Promoter of Justice of the Court of Appeals of Vatican City
- Incumbent
- Assumed office 5 February 2021
- Appointed by: Pope Francis
- Preceded by: Raffaele Coppola

= Catia Summaria =

Italian jurist

Catia Summaria (born 1947) is an Italian lawyer, jurist and magistrate, who is Promoter of Justice in the Court of Appeals of the Vatican City. She is the first woman to hold the position.

== Career ==
Summaria is a lawyer, jurist and magistrate. From 1980 to 1989 she was a judicial auditor; she was subsequently appointed to the District Prosecutor's Office of Rome as deputy. In 2000 she was appointed deputy prosecutor of the Public Prosecutor's Office at the Ordinary Court of Rome, a role she held until 2011. She then was appointed deputy prosecutor of Rome's Court of Appeal, holding the position until 2017. In 2015 she was a member of the commission that reviewed reform of the Italian judicial system.

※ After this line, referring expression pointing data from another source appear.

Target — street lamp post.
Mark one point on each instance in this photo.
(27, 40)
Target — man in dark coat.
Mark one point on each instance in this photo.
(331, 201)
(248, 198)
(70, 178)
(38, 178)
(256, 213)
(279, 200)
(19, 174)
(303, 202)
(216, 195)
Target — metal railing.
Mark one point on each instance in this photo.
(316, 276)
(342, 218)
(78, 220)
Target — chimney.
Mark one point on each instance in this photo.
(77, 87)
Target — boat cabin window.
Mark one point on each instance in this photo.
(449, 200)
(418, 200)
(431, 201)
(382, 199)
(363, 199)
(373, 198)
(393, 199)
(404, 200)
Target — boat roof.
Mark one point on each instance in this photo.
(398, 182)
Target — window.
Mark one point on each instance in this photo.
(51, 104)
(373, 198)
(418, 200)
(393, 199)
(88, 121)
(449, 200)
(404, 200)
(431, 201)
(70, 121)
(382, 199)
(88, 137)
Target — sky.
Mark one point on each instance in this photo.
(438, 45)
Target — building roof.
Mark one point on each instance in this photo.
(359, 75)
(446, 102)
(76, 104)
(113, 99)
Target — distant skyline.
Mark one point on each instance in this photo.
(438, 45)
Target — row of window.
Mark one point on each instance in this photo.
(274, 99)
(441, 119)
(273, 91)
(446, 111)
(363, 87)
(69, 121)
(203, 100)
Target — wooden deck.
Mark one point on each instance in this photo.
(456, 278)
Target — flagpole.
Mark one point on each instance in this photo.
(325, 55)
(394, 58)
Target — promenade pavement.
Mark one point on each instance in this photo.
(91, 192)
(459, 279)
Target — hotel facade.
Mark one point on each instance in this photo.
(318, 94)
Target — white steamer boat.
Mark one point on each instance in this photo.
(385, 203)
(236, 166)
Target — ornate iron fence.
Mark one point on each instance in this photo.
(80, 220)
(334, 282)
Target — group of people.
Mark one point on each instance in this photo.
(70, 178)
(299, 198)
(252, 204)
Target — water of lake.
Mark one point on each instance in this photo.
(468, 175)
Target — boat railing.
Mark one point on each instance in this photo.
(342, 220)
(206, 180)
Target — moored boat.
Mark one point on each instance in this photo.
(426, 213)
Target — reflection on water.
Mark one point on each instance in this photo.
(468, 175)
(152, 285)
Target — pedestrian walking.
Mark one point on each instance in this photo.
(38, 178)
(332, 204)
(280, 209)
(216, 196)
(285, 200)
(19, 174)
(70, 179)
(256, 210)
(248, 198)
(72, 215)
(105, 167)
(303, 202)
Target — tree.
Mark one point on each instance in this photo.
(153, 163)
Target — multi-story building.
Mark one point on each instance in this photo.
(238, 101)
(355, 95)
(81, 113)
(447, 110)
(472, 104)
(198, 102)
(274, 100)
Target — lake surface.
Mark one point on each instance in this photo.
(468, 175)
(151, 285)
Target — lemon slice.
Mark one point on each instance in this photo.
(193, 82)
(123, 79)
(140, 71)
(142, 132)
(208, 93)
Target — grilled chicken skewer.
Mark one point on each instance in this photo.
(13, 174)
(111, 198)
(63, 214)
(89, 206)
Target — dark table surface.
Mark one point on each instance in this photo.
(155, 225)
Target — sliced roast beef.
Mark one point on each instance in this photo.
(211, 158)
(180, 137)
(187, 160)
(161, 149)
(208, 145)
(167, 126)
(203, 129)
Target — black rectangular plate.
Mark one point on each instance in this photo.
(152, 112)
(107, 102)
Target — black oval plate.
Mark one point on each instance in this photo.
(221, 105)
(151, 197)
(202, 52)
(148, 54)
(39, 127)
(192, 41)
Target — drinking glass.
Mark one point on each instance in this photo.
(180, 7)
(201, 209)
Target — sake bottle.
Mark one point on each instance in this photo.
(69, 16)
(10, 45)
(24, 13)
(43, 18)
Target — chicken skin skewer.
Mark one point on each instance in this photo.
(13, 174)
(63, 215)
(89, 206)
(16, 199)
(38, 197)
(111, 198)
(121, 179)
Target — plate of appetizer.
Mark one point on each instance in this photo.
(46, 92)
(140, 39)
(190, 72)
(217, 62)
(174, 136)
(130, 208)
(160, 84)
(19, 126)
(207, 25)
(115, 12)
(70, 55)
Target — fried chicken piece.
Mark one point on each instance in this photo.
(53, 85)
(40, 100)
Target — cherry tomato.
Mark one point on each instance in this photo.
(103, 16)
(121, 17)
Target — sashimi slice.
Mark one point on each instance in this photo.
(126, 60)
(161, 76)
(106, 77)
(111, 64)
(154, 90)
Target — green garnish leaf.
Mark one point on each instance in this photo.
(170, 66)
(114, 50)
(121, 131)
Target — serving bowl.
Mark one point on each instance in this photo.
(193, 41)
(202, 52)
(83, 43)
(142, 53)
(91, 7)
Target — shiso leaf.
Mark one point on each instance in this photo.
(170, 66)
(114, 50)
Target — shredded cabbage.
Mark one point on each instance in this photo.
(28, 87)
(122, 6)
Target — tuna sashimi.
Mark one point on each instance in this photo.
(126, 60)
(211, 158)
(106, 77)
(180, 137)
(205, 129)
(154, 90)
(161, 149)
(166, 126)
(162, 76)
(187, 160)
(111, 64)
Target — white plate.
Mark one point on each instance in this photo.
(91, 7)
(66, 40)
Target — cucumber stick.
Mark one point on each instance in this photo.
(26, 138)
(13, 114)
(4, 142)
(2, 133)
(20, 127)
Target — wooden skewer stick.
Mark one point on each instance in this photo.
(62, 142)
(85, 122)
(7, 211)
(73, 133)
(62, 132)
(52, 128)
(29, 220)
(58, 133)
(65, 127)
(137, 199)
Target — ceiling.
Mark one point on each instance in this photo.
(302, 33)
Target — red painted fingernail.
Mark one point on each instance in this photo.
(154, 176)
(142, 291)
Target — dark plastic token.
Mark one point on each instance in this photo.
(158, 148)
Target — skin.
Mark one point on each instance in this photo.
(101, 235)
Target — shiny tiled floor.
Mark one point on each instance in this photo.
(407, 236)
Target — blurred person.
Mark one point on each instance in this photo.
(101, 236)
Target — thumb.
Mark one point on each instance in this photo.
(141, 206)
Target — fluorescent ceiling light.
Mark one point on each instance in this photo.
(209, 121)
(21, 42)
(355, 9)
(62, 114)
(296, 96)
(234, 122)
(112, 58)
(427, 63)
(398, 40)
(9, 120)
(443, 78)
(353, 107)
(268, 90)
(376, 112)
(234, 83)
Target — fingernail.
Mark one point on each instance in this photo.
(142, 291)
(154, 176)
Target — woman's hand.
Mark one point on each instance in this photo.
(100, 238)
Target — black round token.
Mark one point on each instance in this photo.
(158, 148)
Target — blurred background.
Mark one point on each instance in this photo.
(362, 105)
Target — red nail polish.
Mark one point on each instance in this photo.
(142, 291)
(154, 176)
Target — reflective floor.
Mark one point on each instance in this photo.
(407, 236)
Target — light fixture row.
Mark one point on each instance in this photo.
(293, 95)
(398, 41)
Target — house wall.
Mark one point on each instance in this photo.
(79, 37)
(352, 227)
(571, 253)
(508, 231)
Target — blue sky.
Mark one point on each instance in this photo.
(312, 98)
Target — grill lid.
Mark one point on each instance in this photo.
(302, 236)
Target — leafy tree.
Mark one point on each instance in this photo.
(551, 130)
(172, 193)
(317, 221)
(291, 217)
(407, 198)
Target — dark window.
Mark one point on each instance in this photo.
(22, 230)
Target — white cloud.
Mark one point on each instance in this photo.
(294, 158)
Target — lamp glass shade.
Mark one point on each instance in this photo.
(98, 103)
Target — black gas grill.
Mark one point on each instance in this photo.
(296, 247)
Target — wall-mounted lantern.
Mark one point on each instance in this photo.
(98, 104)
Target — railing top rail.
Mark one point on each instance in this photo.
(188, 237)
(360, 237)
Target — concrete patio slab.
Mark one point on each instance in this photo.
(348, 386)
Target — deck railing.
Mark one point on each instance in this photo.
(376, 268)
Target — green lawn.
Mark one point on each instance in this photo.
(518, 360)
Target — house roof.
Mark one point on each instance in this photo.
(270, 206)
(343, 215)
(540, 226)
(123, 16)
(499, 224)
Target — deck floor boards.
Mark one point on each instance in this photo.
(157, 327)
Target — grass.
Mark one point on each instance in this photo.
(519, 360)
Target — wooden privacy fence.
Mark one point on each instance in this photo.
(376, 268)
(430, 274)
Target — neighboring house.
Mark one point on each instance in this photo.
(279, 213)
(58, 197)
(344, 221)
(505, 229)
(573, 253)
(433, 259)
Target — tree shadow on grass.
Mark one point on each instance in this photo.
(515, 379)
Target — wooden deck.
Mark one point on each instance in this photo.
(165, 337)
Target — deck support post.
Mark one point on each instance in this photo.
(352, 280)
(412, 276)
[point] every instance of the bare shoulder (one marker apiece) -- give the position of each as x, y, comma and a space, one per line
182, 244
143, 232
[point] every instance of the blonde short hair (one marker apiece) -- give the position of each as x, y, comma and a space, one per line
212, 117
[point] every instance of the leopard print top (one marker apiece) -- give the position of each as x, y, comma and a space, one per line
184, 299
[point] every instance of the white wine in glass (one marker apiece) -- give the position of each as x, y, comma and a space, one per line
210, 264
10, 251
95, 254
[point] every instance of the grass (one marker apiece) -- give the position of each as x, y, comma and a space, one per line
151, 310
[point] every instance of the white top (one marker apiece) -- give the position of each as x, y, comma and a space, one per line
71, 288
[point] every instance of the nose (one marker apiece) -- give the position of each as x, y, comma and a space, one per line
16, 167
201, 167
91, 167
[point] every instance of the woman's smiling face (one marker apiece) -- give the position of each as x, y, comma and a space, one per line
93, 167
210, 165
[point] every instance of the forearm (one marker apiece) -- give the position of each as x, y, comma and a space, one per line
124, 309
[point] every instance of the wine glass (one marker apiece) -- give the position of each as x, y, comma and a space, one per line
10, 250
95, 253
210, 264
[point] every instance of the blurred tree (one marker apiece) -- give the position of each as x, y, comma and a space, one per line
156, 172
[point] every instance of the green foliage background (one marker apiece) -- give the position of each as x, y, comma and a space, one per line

On 5 February 2021 Summaria was appointed Promoter of Justice in the Vatican's Court of Appeals of the Vatican City. She is the first woman ever to hold the position. Her predecessor was Raffaele Coppola (it), who left the role in April 2019. Her appointment was described by Crux Now as Pope Francis' "ultimate sign of [his] seriousness about women's empowerment".

== Personal life ==
Born in 1947 in Bari, she is married with two daughters.